# Validation in Statistics and Machine Learning - Abstract

**Okita, Tsuyoshi**

*Statistical Significance Test in Machine Translation*

(joint work with Andy Way)

In the context of Machine Translation, there are two popular statistical significance tests : a method based on bootstrap method [Koehn,2004; Zhang and Vogel, 2004] and that based on approximate randomization [Riezler and Maxwell III, 2005]. The latter is more conservative since it increases the likelihood of type-I error than the former.

This poster would like to examine several special conditions on these methods which enable the application to Machine Translation. Firstly, for a given test set, since an MT system does not produce translation outputs in various ways the overall score, which is often measured by BLEU [Papineni et al., 2002], is single and fixed. An idea in the above two methods is to randomly select a paired test set in a sentence level to enable the permutation tests, which seems supported by the stratification of the output [Yeh, 2000; Noreen 1989]. Often test statistic is examined 1000 times. Our question is whether this is all right?

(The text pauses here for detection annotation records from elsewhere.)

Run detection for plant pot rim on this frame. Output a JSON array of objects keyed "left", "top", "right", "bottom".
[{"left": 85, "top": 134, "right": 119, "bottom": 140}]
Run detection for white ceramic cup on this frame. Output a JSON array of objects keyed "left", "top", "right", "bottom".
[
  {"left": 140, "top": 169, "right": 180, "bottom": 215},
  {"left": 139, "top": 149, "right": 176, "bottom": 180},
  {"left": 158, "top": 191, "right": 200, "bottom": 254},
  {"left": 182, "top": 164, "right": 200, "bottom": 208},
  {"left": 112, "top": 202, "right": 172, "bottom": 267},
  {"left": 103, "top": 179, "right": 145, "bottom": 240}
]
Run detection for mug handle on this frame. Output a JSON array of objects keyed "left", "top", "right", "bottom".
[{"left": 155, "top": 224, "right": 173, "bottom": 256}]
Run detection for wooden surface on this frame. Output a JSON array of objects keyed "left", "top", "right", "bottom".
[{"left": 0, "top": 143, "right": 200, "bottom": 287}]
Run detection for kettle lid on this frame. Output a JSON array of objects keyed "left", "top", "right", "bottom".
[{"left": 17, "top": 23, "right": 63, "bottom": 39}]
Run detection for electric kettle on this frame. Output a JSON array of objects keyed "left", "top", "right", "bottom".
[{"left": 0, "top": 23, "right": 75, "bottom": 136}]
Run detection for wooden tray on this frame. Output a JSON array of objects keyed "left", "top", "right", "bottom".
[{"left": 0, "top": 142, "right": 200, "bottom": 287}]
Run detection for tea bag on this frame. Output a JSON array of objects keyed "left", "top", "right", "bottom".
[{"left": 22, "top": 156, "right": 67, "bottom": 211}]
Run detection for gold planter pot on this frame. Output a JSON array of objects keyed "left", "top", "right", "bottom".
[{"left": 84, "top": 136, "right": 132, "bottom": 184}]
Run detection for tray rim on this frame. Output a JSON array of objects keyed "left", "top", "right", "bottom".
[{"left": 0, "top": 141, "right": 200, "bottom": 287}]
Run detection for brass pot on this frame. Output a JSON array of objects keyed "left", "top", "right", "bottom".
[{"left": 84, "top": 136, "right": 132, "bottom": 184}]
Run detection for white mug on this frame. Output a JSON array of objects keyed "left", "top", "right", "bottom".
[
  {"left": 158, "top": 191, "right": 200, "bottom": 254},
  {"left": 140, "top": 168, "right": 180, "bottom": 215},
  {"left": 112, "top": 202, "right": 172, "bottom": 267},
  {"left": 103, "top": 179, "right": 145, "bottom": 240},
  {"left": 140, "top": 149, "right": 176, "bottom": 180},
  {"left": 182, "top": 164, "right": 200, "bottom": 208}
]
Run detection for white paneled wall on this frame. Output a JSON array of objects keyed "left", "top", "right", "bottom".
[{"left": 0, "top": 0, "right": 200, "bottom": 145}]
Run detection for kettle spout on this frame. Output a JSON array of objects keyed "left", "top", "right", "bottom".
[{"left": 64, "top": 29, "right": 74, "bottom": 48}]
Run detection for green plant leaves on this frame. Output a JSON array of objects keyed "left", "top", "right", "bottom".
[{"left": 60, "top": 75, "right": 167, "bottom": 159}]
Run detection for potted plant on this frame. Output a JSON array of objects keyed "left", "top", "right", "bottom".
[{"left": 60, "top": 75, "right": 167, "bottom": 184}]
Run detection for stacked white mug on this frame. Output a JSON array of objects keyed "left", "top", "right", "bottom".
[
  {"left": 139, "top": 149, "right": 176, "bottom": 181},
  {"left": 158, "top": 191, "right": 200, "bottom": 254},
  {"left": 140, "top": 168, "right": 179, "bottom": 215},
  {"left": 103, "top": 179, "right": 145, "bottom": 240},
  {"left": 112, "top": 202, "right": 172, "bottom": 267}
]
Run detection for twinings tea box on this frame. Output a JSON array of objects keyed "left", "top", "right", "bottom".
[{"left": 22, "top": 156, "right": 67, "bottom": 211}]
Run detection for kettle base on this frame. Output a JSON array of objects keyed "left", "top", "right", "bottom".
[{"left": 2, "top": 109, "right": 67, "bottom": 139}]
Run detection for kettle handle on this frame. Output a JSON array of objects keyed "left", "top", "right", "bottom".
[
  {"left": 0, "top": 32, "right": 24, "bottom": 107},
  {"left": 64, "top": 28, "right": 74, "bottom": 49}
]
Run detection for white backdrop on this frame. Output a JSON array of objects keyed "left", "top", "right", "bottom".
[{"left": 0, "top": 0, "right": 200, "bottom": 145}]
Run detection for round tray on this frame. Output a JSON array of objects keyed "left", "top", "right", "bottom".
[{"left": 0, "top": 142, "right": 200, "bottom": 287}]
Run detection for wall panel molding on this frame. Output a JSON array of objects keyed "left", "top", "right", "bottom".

Secondly, the test statistic consists of the difference between the evaluated translation outputs in Machine Translation, whose evaluation measure is given from the beginning: either BLEU [Papineni et al., 2002], NIST [Doddington, 2002], METEOR [Bernerjee and Lavie, 200], TER [Snover et al., 2006], or others. Riezler and Maxwell III [2005] say that NIST is more appropriate than BLEU with approximate randomization. Does statistical significance test depend on the evaluation measure?

Thirdly, when algorithm A and B are compared, it is often the case where these two systems share most of the underlying systems, i.e. there are a lot of dependencies. Church and Mercer [1993] give examples of dependence between test set instances in natural language. Although expected value of the instance results will stay the same, but the chances of getting an unusual result may change. Hence, the chances of getting an unusual result under some null hypothesis requires to incorporate these dependencies. Then, what is a good way to quantify these dependencies?

Fourthly, it is often the case even though algorithm A is proven to be statistical significant with algorithm B for one set of corpus, it does not often work for another set of corpus whose language pairs are different or whose size are different.